Jesse Hausknecht-Brown, Executive Editor

At the end of January, Iowa Governor Kim Reynolds signed a law requiring Iowa schools to give the option of a five-day school week. This new rule was implemented at City High on Tuesday, February 16 and students who choose to go all in person went to school for the full day. They will continue to go everyday instead of online going for half of the week.

“Overall I am pleased with our first couple days of in-person classes with the two hybrid groups put together,” John Bacon, the City High principal, said. “We have had positive days at school and it has been nice to see all kids together.”

Jason Schumann, a City High social studies teacher, feels like school still isn’t normal, but it’s nice to have more energy in the building.

“Some of that energy seems to come from students getting to see old friends again in person,” Schumann said. “But teachers are still pretty limited about what instructional methods we can use consistent with safety protocols.”

Julia Wiener ‘21 also saw friends reunite with each other, which she enjoyed.

“It’s definitely super strange to see the school with so many people after being in hybrid for so long,” Wiener said. “It can be nerve wracking to see so many people, but I’ve seen quite a few people reunited with friends, and I think that’s nice.”

Bacon explained that the school will closely monitor the COVID-19 situation in order to keep students and staff safe.

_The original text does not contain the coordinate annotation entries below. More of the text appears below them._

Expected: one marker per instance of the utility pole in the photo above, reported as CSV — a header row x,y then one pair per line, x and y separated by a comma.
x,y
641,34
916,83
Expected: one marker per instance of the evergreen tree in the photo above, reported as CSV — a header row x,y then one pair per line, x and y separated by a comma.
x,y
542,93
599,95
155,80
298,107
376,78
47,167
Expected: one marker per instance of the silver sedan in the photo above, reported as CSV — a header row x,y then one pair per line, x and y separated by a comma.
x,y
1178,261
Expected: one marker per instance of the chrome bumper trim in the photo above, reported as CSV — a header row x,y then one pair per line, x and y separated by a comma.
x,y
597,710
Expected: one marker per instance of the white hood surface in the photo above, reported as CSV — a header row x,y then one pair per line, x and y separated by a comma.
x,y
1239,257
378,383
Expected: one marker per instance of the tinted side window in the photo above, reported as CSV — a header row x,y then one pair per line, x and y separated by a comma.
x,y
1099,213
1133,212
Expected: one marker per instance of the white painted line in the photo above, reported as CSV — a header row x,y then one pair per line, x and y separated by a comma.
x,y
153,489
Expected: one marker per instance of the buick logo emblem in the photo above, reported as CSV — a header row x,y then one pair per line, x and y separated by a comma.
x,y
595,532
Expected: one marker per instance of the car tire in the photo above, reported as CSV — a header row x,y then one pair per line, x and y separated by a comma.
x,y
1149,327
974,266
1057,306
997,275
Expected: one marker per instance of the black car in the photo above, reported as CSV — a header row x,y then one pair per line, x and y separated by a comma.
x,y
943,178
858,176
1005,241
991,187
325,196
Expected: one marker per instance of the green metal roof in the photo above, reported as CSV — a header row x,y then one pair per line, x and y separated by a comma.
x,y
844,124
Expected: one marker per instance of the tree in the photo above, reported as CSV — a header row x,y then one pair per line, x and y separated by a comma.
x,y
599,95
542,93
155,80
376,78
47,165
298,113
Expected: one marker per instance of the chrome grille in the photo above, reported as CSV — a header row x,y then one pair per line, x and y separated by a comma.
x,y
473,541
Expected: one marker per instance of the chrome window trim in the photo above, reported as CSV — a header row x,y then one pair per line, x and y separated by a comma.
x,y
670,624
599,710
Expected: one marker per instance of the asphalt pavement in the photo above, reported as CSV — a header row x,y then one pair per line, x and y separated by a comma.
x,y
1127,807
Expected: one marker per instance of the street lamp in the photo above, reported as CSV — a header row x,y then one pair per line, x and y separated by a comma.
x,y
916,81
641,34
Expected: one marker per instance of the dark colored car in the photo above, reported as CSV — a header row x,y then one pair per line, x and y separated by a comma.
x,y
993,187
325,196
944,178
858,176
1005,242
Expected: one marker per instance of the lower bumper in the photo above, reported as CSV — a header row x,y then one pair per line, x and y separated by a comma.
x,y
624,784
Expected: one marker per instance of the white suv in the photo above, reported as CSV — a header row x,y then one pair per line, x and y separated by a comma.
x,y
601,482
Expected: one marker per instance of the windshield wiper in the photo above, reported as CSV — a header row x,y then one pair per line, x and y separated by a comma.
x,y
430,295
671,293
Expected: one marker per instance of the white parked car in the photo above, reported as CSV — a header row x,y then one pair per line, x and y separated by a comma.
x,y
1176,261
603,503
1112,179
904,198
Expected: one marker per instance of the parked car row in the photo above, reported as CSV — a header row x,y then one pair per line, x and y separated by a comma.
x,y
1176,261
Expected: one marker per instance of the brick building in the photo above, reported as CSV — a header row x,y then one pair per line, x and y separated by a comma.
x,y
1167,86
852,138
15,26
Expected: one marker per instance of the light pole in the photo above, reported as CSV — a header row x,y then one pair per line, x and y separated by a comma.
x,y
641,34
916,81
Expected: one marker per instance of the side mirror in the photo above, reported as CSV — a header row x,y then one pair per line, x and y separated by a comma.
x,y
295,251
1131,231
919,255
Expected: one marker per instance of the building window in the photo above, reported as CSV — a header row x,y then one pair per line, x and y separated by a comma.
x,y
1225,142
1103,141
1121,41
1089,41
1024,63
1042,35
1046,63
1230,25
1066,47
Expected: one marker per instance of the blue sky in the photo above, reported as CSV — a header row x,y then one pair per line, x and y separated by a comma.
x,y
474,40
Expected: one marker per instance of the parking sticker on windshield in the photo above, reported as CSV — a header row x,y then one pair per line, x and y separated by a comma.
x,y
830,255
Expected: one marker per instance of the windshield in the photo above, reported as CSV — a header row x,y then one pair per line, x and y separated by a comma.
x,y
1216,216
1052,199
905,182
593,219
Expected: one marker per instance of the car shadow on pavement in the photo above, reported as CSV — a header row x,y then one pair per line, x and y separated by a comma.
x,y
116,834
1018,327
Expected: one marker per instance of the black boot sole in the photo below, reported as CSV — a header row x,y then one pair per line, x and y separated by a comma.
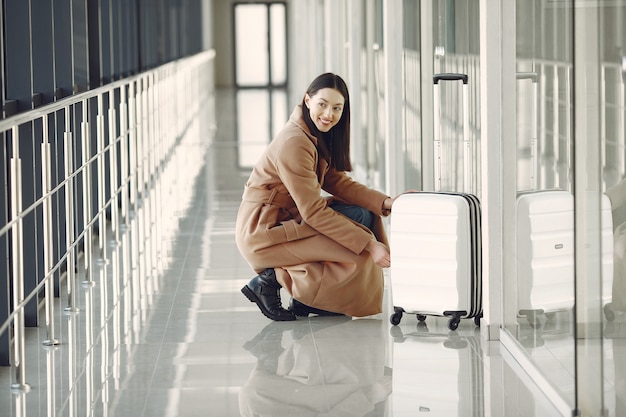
x,y
250,295
304,311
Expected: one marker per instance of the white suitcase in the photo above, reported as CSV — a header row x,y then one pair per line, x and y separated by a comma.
x,y
545,244
435,245
545,252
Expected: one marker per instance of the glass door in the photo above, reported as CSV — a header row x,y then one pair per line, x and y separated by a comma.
x,y
540,300
260,37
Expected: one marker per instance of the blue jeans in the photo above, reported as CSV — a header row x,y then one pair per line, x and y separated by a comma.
x,y
356,213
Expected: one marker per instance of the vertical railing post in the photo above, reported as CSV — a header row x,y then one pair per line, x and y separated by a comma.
x,y
20,384
102,227
124,157
69,216
87,194
48,249
113,177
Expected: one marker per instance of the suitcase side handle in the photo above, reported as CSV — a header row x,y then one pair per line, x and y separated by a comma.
x,y
450,77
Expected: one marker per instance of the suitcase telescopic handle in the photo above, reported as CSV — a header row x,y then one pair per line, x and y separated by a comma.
x,y
467,168
534,160
450,77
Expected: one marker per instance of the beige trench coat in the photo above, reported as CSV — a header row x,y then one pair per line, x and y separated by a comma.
x,y
285,223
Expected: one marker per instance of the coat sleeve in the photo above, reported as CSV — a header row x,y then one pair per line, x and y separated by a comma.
x,y
342,186
296,163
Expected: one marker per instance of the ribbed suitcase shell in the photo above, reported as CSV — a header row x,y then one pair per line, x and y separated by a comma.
x,y
435,256
545,252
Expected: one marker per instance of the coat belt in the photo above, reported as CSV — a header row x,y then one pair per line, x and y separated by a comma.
x,y
273,197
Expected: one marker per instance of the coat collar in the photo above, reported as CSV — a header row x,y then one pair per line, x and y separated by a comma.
x,y
297,119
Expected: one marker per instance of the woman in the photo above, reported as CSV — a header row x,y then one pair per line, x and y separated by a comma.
x,y
326,252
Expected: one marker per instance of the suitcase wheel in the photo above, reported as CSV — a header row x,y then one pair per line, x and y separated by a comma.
x,y
609,313
396,317
453,323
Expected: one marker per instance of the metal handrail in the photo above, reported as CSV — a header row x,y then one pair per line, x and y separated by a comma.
x,y
145,149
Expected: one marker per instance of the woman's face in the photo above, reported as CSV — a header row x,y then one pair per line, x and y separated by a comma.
x,y
325,108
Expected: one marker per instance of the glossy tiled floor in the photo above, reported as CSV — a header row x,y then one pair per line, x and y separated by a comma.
x,y
173,336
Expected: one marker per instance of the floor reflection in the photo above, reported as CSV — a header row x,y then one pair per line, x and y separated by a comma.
x,y
303,370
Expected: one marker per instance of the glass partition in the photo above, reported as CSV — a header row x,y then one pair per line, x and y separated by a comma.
x,y
542,318
570,235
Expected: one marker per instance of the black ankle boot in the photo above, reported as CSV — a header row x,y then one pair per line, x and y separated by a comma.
x,y
264,290
303,310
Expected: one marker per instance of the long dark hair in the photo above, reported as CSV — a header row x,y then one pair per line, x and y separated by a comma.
x,y
333,145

There is no question that coming to school every day is great from an educational standpoint,” Bacon said. “Having said that, we will definitely be keeping an extremely close eye on the Covid situation.”

Social distancing in the classroom is more difficult with more students in school, but Bacon believes that students are doing well with wearing masks correctly.

“I am very proud of students for wearing masks with great fidelity. The students have been doing a really good job with that in my opinion,” Bacon said.

Wiener described that deciding what schooling method to do has been difficult for her and her peers.

“For me, and a lot of others, we had hoped to transition online. However, actually doing so has proved to be harder than we thought because of all the scheduling issues,” Wiener said. “I know friends who had hoped to go online, but have classes that are only offered in person. Another big factor I’ve heard people talk about is mental health. I think many find it too taxing to be online.”

Schumann believes that it’s too early to tell if this new rule is safe in terms of COVID-19 because more data is needed to determine if spread of the virus is increasing in school buildings.

“I do think the state legislature and the governor should have allowed the District to make this transition at the end of the trimester. The District’s matrix developed last fall called for schools to offer the 100% option once community transmission rates dropped below 5%. This policy is consistent with recent guidance published by the CDC.  Johnson County is currently at 6-7% and slowly declining,” Schumann said. “So the end of the trimester would have been a better time to make this change.”

Wiener doesn’t fully agree with the requirement that all schools need an all in-person option.

“I do think it is harder to socially distance with more people, but I myself don’t feel unsafe,” Wiener said. “I just hope that everyone around me decides to take the proper precautions.”